Thus, studies dedicated to indigenous knowledge and ancestral ways of life become strategic in order to learn from those who have lived in balance with the cosmos since time immemorial and who have resisted colonial violence, genocide, and epistemicide for centuries. At this point, however, there is an urgent question: Is the Western world actually open to learning and changing ways of thinking and living, or are we simply revisiting the myth of the ‘noble savage’ and expecting those who have been excluded from their territories and languages to save our corrupt and failing civilization?

Alternative cosmovisions

This is the challenge we face today, because as climate change and the escalating destruction caused by ‘natural’ disasters (caused by colonial capitalist expansionism) have taught us, we do not have much time to make the drastic changes necessary to avoid reaching the ‘point of no return.’ The problem is that the required action requires a paradigm shift that should reach political, economic, and social dimensions. It represents the shaking of the foundations of anthropocentrism that have guided the myth of modernity and have been the basis of the economic system that governs the world and global capitalism today, and a call for new ways of living that recognize cosmovisions that are more sustainable for the whole planet.

Indigenous Canadian writer Lee Maracle destabilizes our Eurocentric and anthropocentric paradigms when she connects the 9/11 attack on the World Trade Center in New York City to the tragic incident of salmon suicide that affected her people in Salish territory. In her essay “Salmon is the Hub of Salish Memory” (2015), she mentions that while people in Canada and the United States were still reeling from that horror, thousands of mating pairs of sockeye swam to their deaths too soon, leaving no offspring, in effect killing themselves and the future of their species. Maracle tells us that at the time, compared to the attack on the World Trade Center, the sockeye suicide was considered a minor event, not worthy of study.

However, she connects the two events because at the time the salmon were committing social suicide, Afghanistan was the object of international invasion, explaining that Salish people know that the salmon’s homeland has been the object of chronic invasion by fishing, pulp, and paper mills, forestry, and all manner of toxic dumping. According to the Salish cultural worldview, salmon and humans are not separate, and both events are linked to a single social and economic system that shares the same history of social and physical degradation of human and salmon habitat.

Dreams and shamans

In Brazil, indigenous thinkers such as Ailton Krenak, a member of the Brazilian Academy of Letters, and the Yanomami shaman Davi Kopenawa have used their knowledge to draw our attention to the need for a paradigm shift so that we can stop destroying the planet. For Krenak, in “Ideas to Postpone the End of the World” (2020), such a shift involves drawing our attention to other forms of ancestral knowledge so that we can still dream of possible futures. According to his cosmovision, dreaming is a transcendental experience in which the human chrysalis cracks open to unlimited new visions of life. Dreams are places of connection with the common world. It is not a parallel world, but the world in a different register, a different potency.
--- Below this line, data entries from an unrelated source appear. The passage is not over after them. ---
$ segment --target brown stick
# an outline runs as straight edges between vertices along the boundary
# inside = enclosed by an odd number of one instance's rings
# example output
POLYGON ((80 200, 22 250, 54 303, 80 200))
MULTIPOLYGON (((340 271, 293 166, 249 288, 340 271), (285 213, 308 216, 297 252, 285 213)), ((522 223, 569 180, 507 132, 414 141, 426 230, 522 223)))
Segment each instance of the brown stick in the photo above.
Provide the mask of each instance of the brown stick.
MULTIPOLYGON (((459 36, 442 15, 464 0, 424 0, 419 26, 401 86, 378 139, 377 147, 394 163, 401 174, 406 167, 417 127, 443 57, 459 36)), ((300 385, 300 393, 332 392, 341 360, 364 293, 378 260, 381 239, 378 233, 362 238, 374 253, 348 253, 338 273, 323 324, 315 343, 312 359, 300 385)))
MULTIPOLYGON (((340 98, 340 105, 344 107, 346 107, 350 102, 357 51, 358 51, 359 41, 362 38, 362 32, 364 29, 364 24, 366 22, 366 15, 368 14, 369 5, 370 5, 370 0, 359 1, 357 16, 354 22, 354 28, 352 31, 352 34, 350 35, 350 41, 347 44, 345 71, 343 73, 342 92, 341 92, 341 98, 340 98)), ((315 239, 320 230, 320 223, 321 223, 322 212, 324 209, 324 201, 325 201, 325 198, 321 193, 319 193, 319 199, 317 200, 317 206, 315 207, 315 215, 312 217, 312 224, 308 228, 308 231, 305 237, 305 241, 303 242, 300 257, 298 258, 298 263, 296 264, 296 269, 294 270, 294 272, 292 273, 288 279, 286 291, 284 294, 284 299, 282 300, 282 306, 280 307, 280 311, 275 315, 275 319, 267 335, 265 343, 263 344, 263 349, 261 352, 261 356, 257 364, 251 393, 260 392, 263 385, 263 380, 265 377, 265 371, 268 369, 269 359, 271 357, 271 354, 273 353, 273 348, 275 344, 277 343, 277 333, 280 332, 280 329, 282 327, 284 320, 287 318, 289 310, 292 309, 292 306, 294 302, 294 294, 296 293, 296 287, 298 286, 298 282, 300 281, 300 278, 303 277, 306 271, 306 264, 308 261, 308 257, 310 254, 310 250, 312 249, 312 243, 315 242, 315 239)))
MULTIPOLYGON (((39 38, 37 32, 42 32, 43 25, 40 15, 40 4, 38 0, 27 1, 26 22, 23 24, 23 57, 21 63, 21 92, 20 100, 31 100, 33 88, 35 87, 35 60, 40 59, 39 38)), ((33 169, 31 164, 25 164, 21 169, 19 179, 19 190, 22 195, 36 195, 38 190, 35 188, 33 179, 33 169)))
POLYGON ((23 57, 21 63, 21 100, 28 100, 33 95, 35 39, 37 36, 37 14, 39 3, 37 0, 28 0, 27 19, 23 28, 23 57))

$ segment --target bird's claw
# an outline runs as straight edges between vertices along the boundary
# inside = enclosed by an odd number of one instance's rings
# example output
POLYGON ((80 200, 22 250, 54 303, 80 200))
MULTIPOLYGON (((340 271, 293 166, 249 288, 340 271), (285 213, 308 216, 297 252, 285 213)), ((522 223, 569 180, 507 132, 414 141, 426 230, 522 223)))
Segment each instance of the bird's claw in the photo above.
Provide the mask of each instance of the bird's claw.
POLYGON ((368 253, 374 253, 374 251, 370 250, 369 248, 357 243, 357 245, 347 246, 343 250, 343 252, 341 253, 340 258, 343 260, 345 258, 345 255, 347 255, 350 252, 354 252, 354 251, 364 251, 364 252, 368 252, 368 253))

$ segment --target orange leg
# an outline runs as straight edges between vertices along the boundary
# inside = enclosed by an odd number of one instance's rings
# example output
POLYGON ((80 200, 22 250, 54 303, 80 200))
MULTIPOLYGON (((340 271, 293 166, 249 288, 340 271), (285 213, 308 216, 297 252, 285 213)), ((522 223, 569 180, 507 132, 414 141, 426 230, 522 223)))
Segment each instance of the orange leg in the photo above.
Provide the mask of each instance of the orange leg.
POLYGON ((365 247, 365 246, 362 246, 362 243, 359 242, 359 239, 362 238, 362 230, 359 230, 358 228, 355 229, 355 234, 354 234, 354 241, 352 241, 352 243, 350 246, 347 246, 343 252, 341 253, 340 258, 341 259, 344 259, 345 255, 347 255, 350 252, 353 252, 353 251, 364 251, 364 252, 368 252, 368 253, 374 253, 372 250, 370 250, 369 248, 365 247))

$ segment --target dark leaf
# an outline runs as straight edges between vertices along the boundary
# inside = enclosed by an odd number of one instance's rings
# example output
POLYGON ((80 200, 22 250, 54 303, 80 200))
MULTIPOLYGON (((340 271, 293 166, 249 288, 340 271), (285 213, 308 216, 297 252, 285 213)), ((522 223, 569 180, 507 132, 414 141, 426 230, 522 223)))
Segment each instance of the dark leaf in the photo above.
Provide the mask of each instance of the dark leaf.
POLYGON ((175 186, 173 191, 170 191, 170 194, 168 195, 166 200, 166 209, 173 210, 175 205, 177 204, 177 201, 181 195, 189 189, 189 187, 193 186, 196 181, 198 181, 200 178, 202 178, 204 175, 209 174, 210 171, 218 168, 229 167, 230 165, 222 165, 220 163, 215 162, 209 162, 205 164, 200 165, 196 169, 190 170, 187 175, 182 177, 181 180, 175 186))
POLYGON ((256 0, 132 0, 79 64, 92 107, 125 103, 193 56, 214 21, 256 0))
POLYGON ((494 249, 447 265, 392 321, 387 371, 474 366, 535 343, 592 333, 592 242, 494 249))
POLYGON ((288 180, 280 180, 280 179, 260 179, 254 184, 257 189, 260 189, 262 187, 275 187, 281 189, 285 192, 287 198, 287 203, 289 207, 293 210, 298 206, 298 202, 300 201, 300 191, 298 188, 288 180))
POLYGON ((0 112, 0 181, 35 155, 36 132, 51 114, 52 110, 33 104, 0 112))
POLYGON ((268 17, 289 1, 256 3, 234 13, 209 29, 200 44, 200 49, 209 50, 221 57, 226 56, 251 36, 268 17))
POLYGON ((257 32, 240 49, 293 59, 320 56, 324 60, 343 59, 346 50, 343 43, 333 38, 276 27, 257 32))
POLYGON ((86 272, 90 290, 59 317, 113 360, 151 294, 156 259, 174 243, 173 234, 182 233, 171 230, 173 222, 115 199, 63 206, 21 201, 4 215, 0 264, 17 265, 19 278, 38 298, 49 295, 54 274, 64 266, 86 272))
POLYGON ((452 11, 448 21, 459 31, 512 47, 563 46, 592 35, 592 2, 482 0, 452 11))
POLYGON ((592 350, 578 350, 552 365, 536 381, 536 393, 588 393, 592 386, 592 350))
Shamans are central figures in indigenous cultures because they have access to a special kind of knowledge and are intermediaries between humans and non-humans. They are also initiated into a tradition of dreaming and have taken a prominent place in discussions of indigenous knowledge, verbal arts, dystopian prophecy, and imagining possible future worlds. In “The Falling Sky: Words of a Yanomami Shaman” (2013), Davi Kopenawa tells us that, according to a prophecy, the destruction of our planet will be signaled by the death of the last shaman, since they are the guardians of the forests. The increasing deforestation in Brazil and the danger of the destruction of the indigenous shamans makes Kopenawa see the falling sky. It is through the image of a blind sky, blurred by the smoke of the fires and the falling of the trees, that Kopenawa sees the end. In his words: “But if there are no more shamans in the forest, it will soon burn until it is blind. Finally, it will suffocate and, becoming a ghost, it will suddenly begin to fall to the earth. Then we will all be carried away into the darkness of the underworld, both the White Men and the rest of us.”

In “De-Universalizing the Decolonial: Between Partentheses and Falling Skies” (2021), Lynn Mario de Souza and Ana Paula Duboc insert the book co-authored by Davi Kopenawa and anthropologist Bruce Albert into discussions of climate change and capitalist exploitation as a dystopian threat. As Kopenawa points out in his narratives, the forest is being destroyed (hence the falling sky) by capitalist development, which incessantly sees the Amazon as an untouched resource (mining, agriculture, timber) to be exploited for profit. It is by communicating with the Xapiri, the spirits of the forest, that the shaman gains access to knowledge; and by telling his stories to Bruce Albert to write on the ‘paper skin’ (book), he warns the white men of the threat of a future of devastation.

There is a flower”

Last August, I had the opportunity to participate in the V International Congress of Indigenous Worlds (COIMI), organized by the Federal University of Roraima in the capital city of Boa Vista. One of the most remarkable moments of the event was the closing conference in Tabalascada, an indigenous territory near Boa Vista inhabited by the Wapichana and Macuxi peoples. The keynote speaker for this final meeting was Davi Kopenawa, because he is one of the most prominent leaders against illegal mining and deforestation, and the Amazon region in the state of Roraima is also Yanomami territory. I was surprised to see him arrive in a special vehicle under the protection of the National Police. The most shocking thing was to realize, while attending his talk, that there were security guards with rifles behind him and all around us. At that moment, the threat of death to shamans and the challenges we face in changing our western paradigms became painfully clear to me.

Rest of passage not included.